INZ concluded that although the couple "had the potential to have a relatively significant contribution to New Zealand through their skills and experience, it was not compelling enough to outweigh the potential cost (the wife) was likely to impose on the NZ health service", the board said.
As a result, the INZ refused to grant a waiver to the couple.
A medical assessor said there was a relatively high probability that the wife would cost the health service more than the threshold $25,000 over the next four years.
He noted that the guidelines said that people with BMI over more than 35 should not be considered.
The assessor also said that the woman was at high risk of developing other diseases including heart disease, arthritis, cancer, gout and increased blood pressure.
Since starting the weight-loss programme, the woman said she had lost 24.5kg.
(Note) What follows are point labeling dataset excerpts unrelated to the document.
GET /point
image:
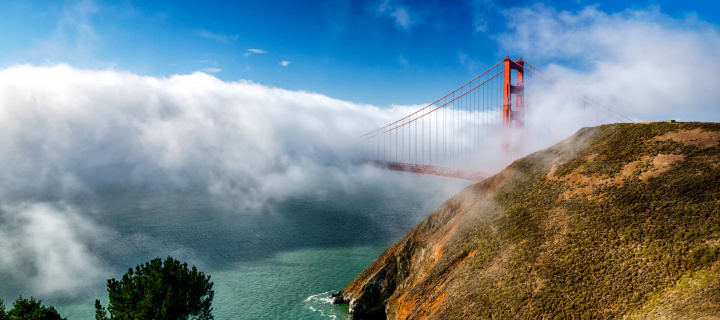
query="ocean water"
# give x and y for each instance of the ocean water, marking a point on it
(280, 262)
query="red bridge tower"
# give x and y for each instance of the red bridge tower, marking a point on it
(518, 114)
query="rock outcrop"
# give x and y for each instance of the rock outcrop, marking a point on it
(618, 221)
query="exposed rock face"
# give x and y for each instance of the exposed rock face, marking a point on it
(618, 221)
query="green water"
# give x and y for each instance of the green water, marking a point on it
(281, 263)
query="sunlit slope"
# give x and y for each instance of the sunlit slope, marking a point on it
(617, 221)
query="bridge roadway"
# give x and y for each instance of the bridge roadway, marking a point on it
(431, 170)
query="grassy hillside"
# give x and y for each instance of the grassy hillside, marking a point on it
(618, 221)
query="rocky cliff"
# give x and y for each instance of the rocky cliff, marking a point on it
(618, 221)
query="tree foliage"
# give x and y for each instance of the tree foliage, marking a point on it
(28, 309)
(159, 290)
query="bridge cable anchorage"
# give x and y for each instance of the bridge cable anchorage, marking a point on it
(446, 142)
(588, 98)
(592, 102)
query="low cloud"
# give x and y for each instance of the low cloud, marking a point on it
(43, 248)
(68, 134)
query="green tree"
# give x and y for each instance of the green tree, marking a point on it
(159, 290)
(24, 309)
(3, 313)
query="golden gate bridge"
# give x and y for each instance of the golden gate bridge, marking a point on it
(445, 138)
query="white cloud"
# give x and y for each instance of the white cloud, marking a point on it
(44, 248)
(401, 15)
(641, 62)
(212, 70)
(67, 133)
(75, 38)
(254, 51)
(483, 13)
(216, 36)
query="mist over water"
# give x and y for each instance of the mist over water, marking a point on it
(259, 186)
(265, 263)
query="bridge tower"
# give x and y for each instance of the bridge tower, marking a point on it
(518, 115)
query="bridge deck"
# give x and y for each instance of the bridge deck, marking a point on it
(432, 170)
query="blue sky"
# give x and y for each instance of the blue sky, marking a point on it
(380, 52)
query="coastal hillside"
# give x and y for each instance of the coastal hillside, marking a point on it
(618, 221)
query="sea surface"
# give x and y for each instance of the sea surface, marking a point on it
(281, 261)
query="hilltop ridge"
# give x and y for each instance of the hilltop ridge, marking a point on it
(617, 221)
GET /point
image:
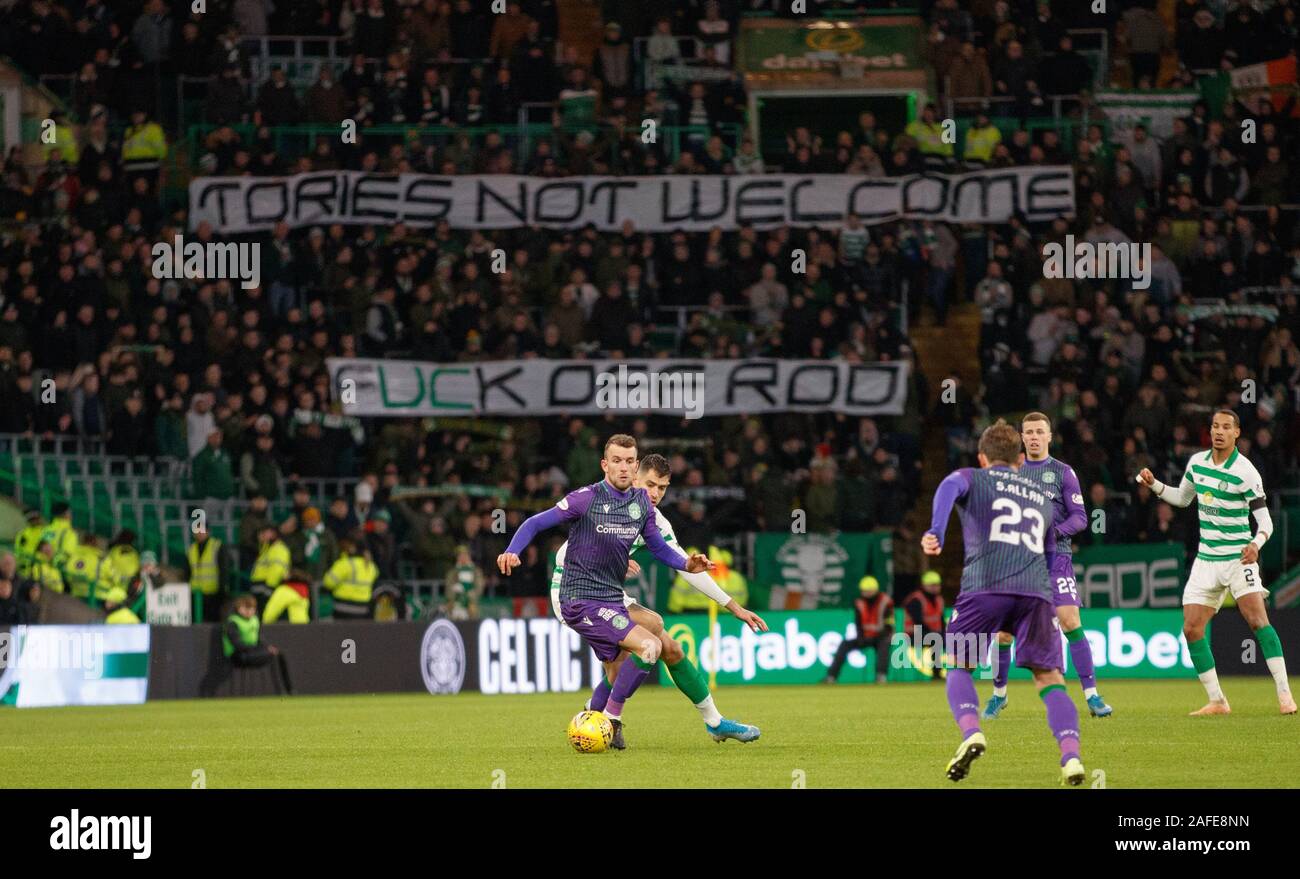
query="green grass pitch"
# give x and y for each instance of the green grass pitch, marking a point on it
(893, 736)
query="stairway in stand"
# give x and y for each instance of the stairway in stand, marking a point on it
(944, 351)
(581, 27)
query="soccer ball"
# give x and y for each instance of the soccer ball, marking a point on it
(590, 732)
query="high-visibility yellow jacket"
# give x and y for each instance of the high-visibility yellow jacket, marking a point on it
(65, 142)
(63, 537)
(980, 143)
(272, 564)
(144, 143)
(126, 562)
(25, 545)
(352, 577)
(204, 574)
(47, 575)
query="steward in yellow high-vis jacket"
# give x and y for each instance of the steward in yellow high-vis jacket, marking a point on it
(207, 571)
(43, 570)
(125, 557)
(27, 540)
(143, 146)
(272, 564)
(351, 580)
(928, 134)
(60, 533)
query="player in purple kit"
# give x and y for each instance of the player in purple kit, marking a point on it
(1005, 518)
(606, 520)
(1061, 485)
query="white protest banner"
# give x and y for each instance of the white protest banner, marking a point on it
(506, 388)
(687, 202)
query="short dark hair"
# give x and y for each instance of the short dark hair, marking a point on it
(1000, 442)
(1236, 421)
(622, 441)
(655, 462)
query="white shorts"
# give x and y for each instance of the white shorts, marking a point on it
(1209, 581)
(555, 602)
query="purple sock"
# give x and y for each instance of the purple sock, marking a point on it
(1004, 665)
(1064, 719)
(1080, 654)
(631, 674)
(599, 696)
(963, 701)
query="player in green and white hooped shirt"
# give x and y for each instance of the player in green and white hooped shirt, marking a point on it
(1230, 493)
(653, 475)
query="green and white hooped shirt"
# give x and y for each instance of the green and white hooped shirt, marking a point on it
(1223, 494)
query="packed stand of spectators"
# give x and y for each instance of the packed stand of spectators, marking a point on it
(233, 380)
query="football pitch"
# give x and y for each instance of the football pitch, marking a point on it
(846, 736)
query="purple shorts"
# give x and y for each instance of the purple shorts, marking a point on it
(980, 615)
(601, 623)
(1061, 575)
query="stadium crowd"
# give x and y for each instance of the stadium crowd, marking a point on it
(233, 380)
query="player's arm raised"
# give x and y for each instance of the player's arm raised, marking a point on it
(1179, 497)
(702, 583)
(1262, 523)
(953, 486)
(1077, 515)
(571, 506)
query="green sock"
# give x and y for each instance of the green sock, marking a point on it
(1269, 641)
(688, 679)
(1201, 654)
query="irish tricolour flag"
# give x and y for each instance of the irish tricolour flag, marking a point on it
(1269, 76)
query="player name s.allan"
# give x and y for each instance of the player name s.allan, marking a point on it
(1021, 490)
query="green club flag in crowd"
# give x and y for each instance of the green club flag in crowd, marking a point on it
(811, 571)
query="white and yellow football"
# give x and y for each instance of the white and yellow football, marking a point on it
(590, 732)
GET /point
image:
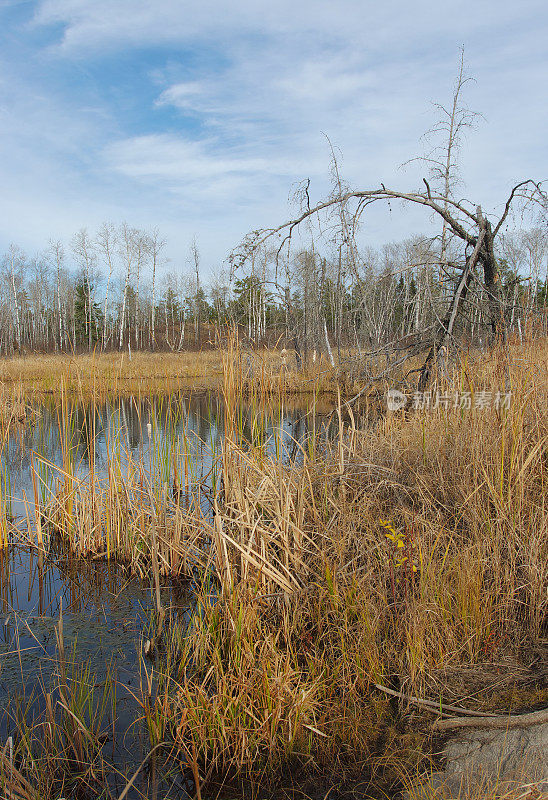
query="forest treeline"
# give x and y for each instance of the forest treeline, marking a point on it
(114, 289)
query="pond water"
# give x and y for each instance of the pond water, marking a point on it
(106, 613)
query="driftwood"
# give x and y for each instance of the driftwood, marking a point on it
(501, 722)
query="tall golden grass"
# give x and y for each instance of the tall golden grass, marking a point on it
(408, 552)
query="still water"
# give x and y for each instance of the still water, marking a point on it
(106, 613)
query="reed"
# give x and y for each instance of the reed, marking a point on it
(410, 551)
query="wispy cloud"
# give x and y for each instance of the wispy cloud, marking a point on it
(201, 117)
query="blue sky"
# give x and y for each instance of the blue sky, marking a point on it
(200, 118)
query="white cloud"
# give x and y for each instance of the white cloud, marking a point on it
(238, 99)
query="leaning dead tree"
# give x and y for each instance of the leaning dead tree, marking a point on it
(475, 231)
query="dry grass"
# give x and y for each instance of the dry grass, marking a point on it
(406, 553)
(112, 373)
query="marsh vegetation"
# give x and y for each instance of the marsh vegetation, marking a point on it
(203, 592)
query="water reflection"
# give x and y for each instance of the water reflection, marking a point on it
(105, 612)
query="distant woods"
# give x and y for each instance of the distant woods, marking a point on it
(114, 290)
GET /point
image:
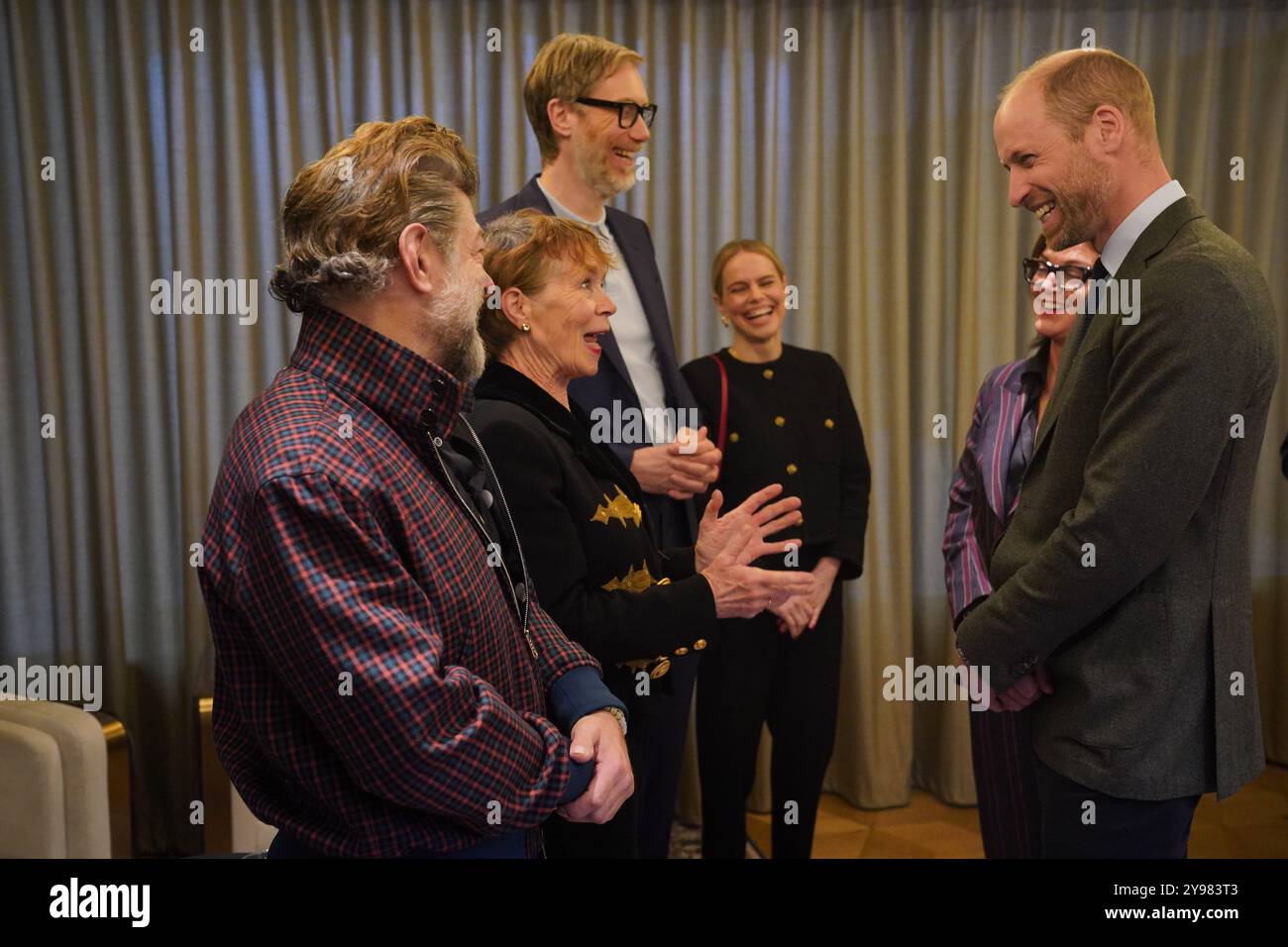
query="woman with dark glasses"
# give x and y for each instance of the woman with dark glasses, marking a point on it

She said her diabetes was manageable and said that the amount spent controlling the disease was only $1090 a year, so it would take 23 years to hit the $25,000 cut-off point.
Her contribution to New Zealand would far outweigh the medical costs, she said.
However, the board said that while medical costs had so far been low, the medical assessment was that diabetes was a chronic condition with significant complications and costs over the lifetime of the condition.
The board said that the substance of the plea for special consideration was that the woman had been following a weight loss regime, which the couple believed would succeed.
"The appellant submits that his application should be considered as an exception to policy in preference to waiting for her to achieve this reduction.
"In effect, the appellant seeks to anticipate the success of his wife's weight reduction programme."